Sample Book Review on The Metamorphosis
Kafka’s fictional work, “The Metamorphosis” chronicles the story of a traveling salesman named Gregor Samsa who wakes up to discover himself distorted into a massive insect (Kafka 1). He chooses to ignore his transformation by going back to sleep, but he is disgusted by his body and begins to ponder his dull life. In keeping with his style of interweaving serious issues about life in his work, Kafta explores the theme of the absurdity of life. Gregor’s transformation bears supernatural significance given that it goes beyond the bounds of a natural occurrence. Additionally, the story does not clarify the rationale of Gregor’s transformation; for instance, whether or not it is punishment for his misconduct. In fact, Gregor appears to be a good person who takes on a job he detests in order to provide for his family. Consequently, it is not clear whether Gregor deserves this predicament. However, his situation gives the story an undertone of absurdity, suggesting that the universe is devoid of a governing system of justice and order.

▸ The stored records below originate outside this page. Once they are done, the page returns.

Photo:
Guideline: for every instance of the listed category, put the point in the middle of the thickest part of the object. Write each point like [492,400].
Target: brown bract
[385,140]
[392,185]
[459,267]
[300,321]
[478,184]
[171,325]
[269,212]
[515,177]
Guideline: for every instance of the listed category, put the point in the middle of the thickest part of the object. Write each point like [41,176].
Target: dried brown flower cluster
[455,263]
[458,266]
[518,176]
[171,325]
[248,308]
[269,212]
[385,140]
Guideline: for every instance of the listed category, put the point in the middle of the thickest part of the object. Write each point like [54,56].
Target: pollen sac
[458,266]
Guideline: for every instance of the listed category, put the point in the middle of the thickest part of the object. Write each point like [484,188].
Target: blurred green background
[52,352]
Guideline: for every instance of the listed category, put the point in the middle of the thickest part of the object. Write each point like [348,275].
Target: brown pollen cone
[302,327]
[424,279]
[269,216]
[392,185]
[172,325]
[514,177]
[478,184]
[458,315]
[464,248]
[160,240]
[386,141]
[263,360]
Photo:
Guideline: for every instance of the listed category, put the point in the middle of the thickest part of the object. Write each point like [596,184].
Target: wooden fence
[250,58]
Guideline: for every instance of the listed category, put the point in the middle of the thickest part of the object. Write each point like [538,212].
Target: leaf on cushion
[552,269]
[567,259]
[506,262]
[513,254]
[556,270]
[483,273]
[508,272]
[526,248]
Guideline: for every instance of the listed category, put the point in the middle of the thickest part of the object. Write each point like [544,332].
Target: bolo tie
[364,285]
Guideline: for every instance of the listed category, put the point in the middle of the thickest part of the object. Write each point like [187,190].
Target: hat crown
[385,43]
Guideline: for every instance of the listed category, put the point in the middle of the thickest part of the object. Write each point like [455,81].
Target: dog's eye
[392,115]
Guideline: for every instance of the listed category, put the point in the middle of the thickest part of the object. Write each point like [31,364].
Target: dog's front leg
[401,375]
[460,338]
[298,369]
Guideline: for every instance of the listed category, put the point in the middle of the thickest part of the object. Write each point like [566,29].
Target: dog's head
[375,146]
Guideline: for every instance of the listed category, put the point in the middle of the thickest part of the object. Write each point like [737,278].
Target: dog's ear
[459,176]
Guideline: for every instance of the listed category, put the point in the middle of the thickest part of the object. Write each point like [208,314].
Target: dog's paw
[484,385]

Additionally, Kafka’s story explores the detachment between body and mind. As Gregor grows increasingly accustomed to his new form, his mind also begins to change, becoming more in line with his physical desires. However, despite acting, thinking and eating like an insect, Gregor does not entirely lose his humanity, which in turn prompts feelings of conflict (Kafka 36). Through this imagery, Kafka suggests that a person’s mental state is dictated to and often altered by their physical state. Furthermore, Kafta’s use of the motif of metamorphosis relates to the psychological transformation that humans often experience as they attempt to adapt to changes in their physical world. Although many find it hard to accept, change of any kind is often necessary in order for us to grow and learn. In the end, Kafta’s prose allows for a subjective interpretation regarding Gregor’s mystical transformation.
Kafka, Franz. The Metamorphosis. Delaware: Classix Press, 2009. Print.